Fuimos, eventualmente.  Nos llevó mi padre.  Yo también me colgué: siempre me habían hablado de Silverio Pérez, una leyenda viva, y había oído de su carisma cuando ponía en el tocadiscos un pasodobles del Flaco de Oro que me gustaba.  Y en efecto: el viejo era queridísimo, y fue con nosotros de una gran generosidad.  Especialmente con Iñigo, quien tanta gracia le había causado.

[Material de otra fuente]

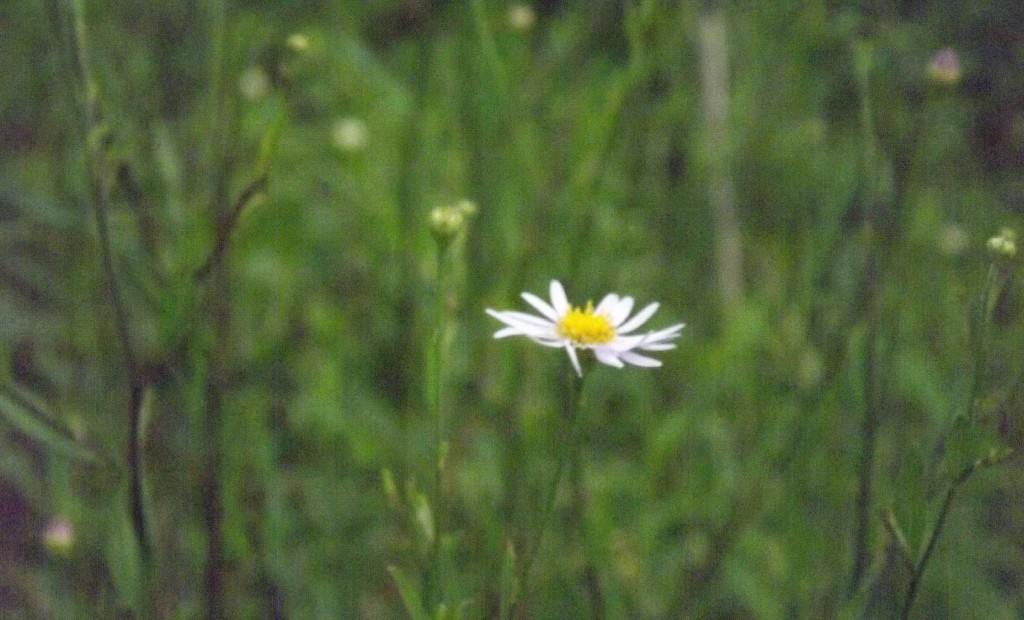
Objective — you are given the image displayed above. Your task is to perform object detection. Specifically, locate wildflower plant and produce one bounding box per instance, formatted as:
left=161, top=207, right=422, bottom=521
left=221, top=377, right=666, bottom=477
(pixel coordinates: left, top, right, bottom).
left=486, top=280, right=685, bottom=618
left=487, top=280, right=685, bottom=377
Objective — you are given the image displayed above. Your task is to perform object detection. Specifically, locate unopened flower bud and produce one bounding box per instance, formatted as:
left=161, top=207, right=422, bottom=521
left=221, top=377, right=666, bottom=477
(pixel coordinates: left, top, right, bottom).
left=926, top=47, right=964, bottom=86
left=43, top=516, right=75, bottom=555
left=988, top=228, right=1017, bottom=258
left=508, top=4, right=537, bottom=32
left=331, top=116, right=370, bottom=153
left=285, top=33, right=309, bottom=53
left=430, top=200, right=476, bottom=245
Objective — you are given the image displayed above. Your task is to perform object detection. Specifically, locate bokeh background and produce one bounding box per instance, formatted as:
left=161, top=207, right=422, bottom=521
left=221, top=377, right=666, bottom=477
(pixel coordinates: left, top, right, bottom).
left=0, top=0, right=1024, bottom=619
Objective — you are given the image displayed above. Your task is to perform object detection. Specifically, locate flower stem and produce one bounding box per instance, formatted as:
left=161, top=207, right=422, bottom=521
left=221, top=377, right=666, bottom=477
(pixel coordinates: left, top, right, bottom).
left=519, top=369, right=584, bottom=610
left=72, top=0, right=153, bottom=608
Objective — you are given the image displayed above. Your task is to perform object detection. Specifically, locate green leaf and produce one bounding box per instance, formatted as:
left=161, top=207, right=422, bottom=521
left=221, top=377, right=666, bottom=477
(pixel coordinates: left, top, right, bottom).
left=387, top=566, right=430, bottom=620
left=499, top=540, right=519, bottom=620
left=0, top=385, right=101, bottom=462
left=105, top=493, right=143, bottom=612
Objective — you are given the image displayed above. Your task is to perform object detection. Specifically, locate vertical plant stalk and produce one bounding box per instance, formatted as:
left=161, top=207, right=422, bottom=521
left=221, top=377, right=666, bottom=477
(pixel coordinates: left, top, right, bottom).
left=900, top=258, right=1010, bottom=620
left=516, top=369, right=584, bottom=607
left=423, top=236, right=452, bottom=607
left=569, top=449, right=606, bottom=620
left=698, top=9, right=743, bottom=309
left=899, top=459, right=985, bottom=620
left=850, top=39, right=882, bottom=595
left=72, top=0, right=151, bottom=569
left=203, top=0, right=231, bottom=619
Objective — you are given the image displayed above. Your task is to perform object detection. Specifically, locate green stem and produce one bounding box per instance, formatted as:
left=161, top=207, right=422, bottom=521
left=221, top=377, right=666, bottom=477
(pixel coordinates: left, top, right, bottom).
left=850, top=43, right=882, bottom=595
left=899, top=461, right=982, bottom=620
left=72, top=0, right=152, bottom=593
left=203, top=0, right=231, bottom=619
left=424, top=242, right=450, bottom=605
left=519, top=370, right=584, bottom=610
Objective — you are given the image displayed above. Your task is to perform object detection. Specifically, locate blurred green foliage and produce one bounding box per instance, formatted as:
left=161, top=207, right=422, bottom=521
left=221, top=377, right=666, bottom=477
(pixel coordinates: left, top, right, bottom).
left=0, top=0, right=1024, bottom=619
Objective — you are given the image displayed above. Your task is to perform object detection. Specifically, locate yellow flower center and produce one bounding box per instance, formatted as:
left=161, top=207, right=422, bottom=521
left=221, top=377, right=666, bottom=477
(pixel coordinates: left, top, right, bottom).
left=555, top=301, right=615, bottom=344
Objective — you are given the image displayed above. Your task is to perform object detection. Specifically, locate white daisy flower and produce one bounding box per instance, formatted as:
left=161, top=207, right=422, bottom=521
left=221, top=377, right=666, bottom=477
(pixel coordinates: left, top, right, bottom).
left=487, top=280, right=684, bottom=376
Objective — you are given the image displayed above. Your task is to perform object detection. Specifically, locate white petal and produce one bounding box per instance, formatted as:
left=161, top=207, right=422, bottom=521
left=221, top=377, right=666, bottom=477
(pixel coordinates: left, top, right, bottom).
left=637, top=343, right=676, bottom=350
left=594, top=336, right=645, bottom=352
left=594, top=293, right=618, bottom=317
left=618, top=350, right=662, bottom=368
left=495, top=327, right=526, bottom=338
left=594, top=348, right=624, bottom=368
left=608, top=297, right=633, bottom=327
left=486, top=307, right=555, bottom=328
left=485, top=315, right=558, bottom=339
left=641, top=323, right=685, bottom=348
left=522, top=293, right=558, bottom=321
left=551, top=280, right=569, bottom=317
left=523, top=334, right=567, bottom=348
left=565, top=340, right=583, bottom=377
left=616, top=301, right=658, bottom=334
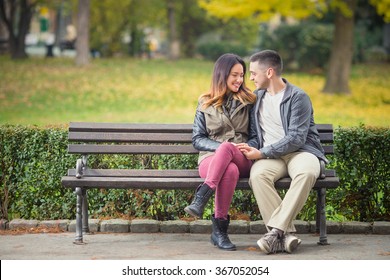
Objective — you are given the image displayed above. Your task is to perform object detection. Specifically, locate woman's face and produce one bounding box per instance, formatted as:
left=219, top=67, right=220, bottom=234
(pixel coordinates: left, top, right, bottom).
left=226, top=63, right=244, bottom=92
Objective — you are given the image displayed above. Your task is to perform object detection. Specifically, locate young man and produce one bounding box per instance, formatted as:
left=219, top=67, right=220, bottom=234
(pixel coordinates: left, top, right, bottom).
left=238, top=50, right=327, bottom=254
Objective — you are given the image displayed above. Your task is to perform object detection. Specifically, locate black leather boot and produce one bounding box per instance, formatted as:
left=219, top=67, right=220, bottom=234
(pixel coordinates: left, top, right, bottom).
left=184, top=184, right=214, bottom=218
left=211, top=214, right=236, bottom=251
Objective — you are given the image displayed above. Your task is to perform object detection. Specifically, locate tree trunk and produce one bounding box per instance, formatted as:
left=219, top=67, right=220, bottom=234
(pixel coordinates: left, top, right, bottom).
left=323, top=0, right=356, bottom=94
left=168, top=0, right=180, bottom=60
left=0, top=0, right=36, bottom=59
left=76, top=0, right=90, bottom=66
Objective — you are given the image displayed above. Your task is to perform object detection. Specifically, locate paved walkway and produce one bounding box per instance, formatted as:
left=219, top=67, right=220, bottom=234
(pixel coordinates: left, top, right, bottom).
left=0, top=232, right=390, bottom=264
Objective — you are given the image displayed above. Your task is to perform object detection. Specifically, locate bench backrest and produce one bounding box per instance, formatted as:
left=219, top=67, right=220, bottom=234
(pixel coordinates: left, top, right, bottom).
left=68, top=122, right=333, bottom=155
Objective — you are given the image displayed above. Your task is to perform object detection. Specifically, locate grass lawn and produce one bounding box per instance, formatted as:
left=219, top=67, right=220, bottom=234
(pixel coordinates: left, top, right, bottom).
left=0, top=57, right=390, bottom=127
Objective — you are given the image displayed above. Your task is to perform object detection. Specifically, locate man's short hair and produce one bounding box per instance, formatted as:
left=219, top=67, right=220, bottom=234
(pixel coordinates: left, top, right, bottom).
left=249, top=50, right=283, bottom=76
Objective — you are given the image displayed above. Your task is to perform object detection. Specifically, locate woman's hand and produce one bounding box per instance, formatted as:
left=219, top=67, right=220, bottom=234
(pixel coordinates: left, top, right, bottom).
left=236, top=143, right=262, bottom=160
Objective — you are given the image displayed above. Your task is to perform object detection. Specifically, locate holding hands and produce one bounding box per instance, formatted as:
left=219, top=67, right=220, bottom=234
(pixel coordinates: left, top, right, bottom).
left=236, top=143, right=263, bottom=160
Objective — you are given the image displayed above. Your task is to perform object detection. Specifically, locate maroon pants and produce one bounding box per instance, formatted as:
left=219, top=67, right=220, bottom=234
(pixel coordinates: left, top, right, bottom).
left=199, top=142, right=252, bottom=219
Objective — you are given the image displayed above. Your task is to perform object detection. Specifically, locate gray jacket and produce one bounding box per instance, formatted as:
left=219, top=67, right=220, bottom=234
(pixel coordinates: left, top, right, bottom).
left=248, top=79, right=328, bottom=163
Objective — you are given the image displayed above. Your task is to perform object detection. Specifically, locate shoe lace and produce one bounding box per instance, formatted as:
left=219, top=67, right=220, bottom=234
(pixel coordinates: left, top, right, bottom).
left=264, top=232, right=285, bottom=253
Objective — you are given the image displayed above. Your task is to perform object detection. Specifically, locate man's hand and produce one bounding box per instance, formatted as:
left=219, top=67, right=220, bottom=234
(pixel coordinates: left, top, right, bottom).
left=236, top=143, right=262, bottom=160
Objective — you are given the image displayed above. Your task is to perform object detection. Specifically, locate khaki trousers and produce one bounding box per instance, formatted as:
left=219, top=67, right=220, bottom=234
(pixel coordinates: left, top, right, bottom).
left=249, top=152, right=320, bottom=233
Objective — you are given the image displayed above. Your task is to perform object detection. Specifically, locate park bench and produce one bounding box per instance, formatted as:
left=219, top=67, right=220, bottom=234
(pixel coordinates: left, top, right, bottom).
left=62, top=122, right=339, bottom=245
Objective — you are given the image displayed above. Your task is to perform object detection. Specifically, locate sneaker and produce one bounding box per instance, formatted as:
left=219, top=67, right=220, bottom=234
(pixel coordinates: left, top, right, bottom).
left=284, top=234, right=302, bottom=254
left=257, top=231, right=283, bottom=254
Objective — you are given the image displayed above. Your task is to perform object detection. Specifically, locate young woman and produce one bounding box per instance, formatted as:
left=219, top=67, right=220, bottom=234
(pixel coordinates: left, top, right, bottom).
left=184, top=54, right=256, bottom=250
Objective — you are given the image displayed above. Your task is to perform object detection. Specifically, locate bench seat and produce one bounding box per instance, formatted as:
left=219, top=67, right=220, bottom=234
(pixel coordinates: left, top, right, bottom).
left=61, top=122, right=339, bottom=245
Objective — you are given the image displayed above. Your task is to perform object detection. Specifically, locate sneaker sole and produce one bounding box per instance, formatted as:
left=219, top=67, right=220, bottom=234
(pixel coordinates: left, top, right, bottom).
left=285, top=239, right=301, bottom=254
left=257, top=239, right=271, bottom=254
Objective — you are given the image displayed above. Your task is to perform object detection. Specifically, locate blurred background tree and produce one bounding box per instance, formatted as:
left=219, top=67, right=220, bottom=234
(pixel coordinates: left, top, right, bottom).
left=0, top=0, right=390, bottom=93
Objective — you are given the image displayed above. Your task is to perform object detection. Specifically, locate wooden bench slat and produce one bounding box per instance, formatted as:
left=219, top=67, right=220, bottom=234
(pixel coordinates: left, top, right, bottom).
left=68, top=144, right=199, bottom=154
left=68, top=168, right=336, bottom=178
left=68, top=132, right=192, bottom=143
left=62, top=176, right=339, bottom=189
left=69, top=122, right=192, bottom=133
left=68, top=131, right=333, bottom=144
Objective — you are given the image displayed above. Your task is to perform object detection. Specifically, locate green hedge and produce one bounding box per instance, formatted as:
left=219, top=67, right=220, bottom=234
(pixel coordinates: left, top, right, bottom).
left=0, top=125, right=390, bottom=221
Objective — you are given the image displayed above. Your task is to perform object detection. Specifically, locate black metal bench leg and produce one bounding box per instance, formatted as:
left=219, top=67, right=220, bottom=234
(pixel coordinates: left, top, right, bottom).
left=73, top=187, right=84, bottom=244
left=81, top=189, right=89, bottom=233
left=316, top=188, right=329, bottom=245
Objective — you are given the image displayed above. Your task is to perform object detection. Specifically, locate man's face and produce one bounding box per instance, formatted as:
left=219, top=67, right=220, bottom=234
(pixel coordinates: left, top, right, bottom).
left=226, top=63, right=244, bottom=92
left=249, top=62, right=270, bottom=89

Pero acá lo importante es recalcar que nadie narra su propia muerte.  Nadie lo ha hecho, a pesar de haber podido hacerlo, como Jesucristo.  Hace unas noches, en el radio peroraba – con acento yucateco y todo el paquete de cursilerías – Felipe Carrillo Puerto.  Contó sus proezas; habló de sus puestos políticos y de su encumbramiento como gobernador con casa en Mérida, la blanca.   Mientras el farsante se hacía pasar por prócer, pensaba yo que sería el colmo, con todo lo inverosímil de la historia y lo patético del espectáculo acústico que yo, en un masoquismo provocado por el sinquehacer, me imponía a mí mismo, que sería el colmo – repito para hilar – que al tipo le diera por hacerse el espíritu y hablar de su trágico fin.  Pues lo hizo.  Me llevé la mano a la frente y sacudí la cabeza en gesto reprobatorio.  A nadie importaba, de cualquier forma.  Sólo me contemplaba – o eso creía yo, para no sentirme tan solo – desde lo alto de su aposento encima de una columna a lo de Simeón el Estilita, un ángel dorado en toda su gloria.

Felipe Carrillo Puerto no narró su horrenda muerte.  Me queda claro.  Tampoco el faraón de Texcoco.  A nadie le da tiempo de hacerlo, y es una pena.  Nadie podría hacer un recuento de daños con mayor lujo de detallas.  En fin.  Así es de injusta la vida… y un tanto más la propia muerte.

Nadie narra su propia muerte.  Quien lo ha hecho, casi siempre se ha equivocado (la historia nos ha regalado excepciones, por supuesto).  Quien ha decidido no hacerlo quizás haya perdido la oportunidad de haber tenido razón.  La obra de Ruano Llopis, consagrada a retratar la estética del arte taurino, refleja al óleo la inevitabilidad contingente de la existencia.  Nacer implica, ya de suyo, morir.  Nacer para ser torero puede implicar más altas probabilidades de morir por desangramiento.   En cada escena de baile entre hombre y bestia, en cada acercamiento sensual de trascendencia apolínea, el pintor español insinúa un fin que desconoce, pero que le parece sin duda realizable.

El Faraón de Texcoco firma el cuadro.  Avala el registro de su existencia, manchando de tinta una obra realizada por alguien más, y firmada, también, por otro.  La imagen no pudo haber tenido origen más que gracias a la realización previa de la acción taurina del de Texcoco, que en el trance pudo morir.  Ruano se convierte en Silverio al momento de hacer suyo un momento que coquetea con la muerte.  Silverio se vuelve Ruano, al acreditar, a toro pasado, el registro de un episodio, que, de haberlo así querido Cronos, hubiera desembocado en la imposibilidad de ser de una mano que sostuvo una muleta para firmar una obra eterna.